Yahweh comes from the heavenly “holy temple” (cf. Psalm 11:4; Habakkuk 2:20) to “tread upon the high places of the earth.” Micah describes a theophany. God shows up. The movement from the heavenly dwelling place (“holy temple”) to earth is described in apocalyptic terms. The mountains melt like wax before the fire and the valleys split open like rushing water down a steep embankment. God appears as a consuming (melting) fire and terrifies the earth as we are frozen in fear before a rapid gushing down a ravine.

The “high places” are not merely mountain tops. Rather they are the location of mountain sanctuaries for the gods of the nations and the idols of Israel. God is coming to “tread upon the high places of the earth.” Yahweh will appear at the sanctuaries of the gods and the mountains will melt.  God will “tread” or trample those high places and wash them away as with water.  Yahweh’s judgment is directed at the high places.

This is the transgression of both Israel and Judah, both the northern and southern kingdoms. “Transgression” and “high place” parallel each other in Micah 1:5 just as Samaria and Jerusalem do. The whole of God’s people are under judgment; Yahweh is coming to deal with both.

The emphasis, however, is on Israel. This opening section is the only place where Micah mentions Samaria. The rest of the book will address Judah. It is as if what happened to Samaria is Micah’s object lesson not only for the nations but more particularly for Judah. Jerusalem should learn the lesson of Samaria. Their sins resulted in their exile and if Jerusalem does not return to the Lord, Judah will experience the same judgment as Samaria.

Micah 1:6-7 details the reasons and consequences of this judgment.  The consequence is the metaphorical dismantling of Samaria as a city. While the language is often taken as literal in Micah 1:6, there is no archeological evidence for the total destruction and depopulation of the city. There is evidence of a layer of burnt materials as if the city was assaulted, but the city was inhabited until destroyed by John Hyrcanus in 107 B.C.E. The language, like mountains melting, is metaphorical as it describes the social and political devastation that Samaria experienced in 722 B.C.E. at the hands of the Assyrian King Sargon II.
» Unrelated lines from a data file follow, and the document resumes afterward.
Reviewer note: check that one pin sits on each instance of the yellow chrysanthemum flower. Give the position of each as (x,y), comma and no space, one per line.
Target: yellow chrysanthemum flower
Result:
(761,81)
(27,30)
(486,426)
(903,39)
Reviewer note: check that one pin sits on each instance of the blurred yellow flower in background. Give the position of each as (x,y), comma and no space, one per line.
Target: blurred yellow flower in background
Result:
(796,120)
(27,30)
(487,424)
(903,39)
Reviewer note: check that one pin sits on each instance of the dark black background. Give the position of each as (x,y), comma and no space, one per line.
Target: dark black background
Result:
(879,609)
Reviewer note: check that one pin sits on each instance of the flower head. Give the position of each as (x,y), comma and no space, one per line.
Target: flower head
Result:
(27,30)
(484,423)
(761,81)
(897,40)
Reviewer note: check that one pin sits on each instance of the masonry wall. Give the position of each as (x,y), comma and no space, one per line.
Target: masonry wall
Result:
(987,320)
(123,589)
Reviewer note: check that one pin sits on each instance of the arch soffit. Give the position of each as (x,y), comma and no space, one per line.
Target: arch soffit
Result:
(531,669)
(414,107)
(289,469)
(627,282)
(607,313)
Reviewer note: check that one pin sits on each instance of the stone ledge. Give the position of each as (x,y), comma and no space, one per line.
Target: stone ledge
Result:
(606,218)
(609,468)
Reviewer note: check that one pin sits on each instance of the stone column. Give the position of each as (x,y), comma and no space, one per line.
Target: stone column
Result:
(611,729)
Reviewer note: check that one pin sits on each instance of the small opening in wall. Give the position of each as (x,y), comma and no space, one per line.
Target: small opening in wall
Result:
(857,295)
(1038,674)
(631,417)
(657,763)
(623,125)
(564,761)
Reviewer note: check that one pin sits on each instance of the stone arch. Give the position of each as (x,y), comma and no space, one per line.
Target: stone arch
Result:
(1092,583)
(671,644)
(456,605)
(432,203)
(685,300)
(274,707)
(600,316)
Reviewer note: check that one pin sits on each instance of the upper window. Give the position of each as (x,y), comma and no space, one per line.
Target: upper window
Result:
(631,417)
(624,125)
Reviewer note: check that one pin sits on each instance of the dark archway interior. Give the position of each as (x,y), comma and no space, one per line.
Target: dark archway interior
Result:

The sins of Israel that invited this judgment are identified in Micah 1:7. “Carved images” and “idols” are parallel with “wages.” The fire that will consume Samaria will also destroy her idolatry. Samaria cannot trust her gods. “Wages” refer to what Israel paid these gods (as if they were paying prostitutes). They used their resources to serve these idols, even perhaps engaging in cultic practices with prostitutes. But the language is probably metaphorical. Israel prostituted herself by using her “wages” to pay for idols and their worship. Idolatry had infected Samaria. This is her sin.

MIcah’s ministry under the reigns of Kings Jotham, Ahaz and Hezekiah included the time when Samaria fell. The catastrophe appears future but the lament that follows (1:8-16) is more suited to the invasion of Sennacherib in 701 B.C.E. It seems most likely that Micah is using a past event (Samaria’s fall) to heighten the drama of Sennacherib’s march through the towns of Judah.  It is as if Assyria marches from the devastation of Samaria to the gates of Jerusalem (even though it is separated by 20+ years). The rhetoric underscores the common sins and plight of Samaria and Jerusalem.

Remember, however, this is not simply about Israel and Judah. It is a “witness” against the nations as well. God may well use Assyria to punish Samaria and Jerusalem, but in so doing they bear witness against themselves. They spell their own doom for the same sins.

Empires may trample others and think themselves justified, even blessed. But their violence bears the seed of their own destruction. “Hear, O peoples,” and watch how the Lord works among the nations.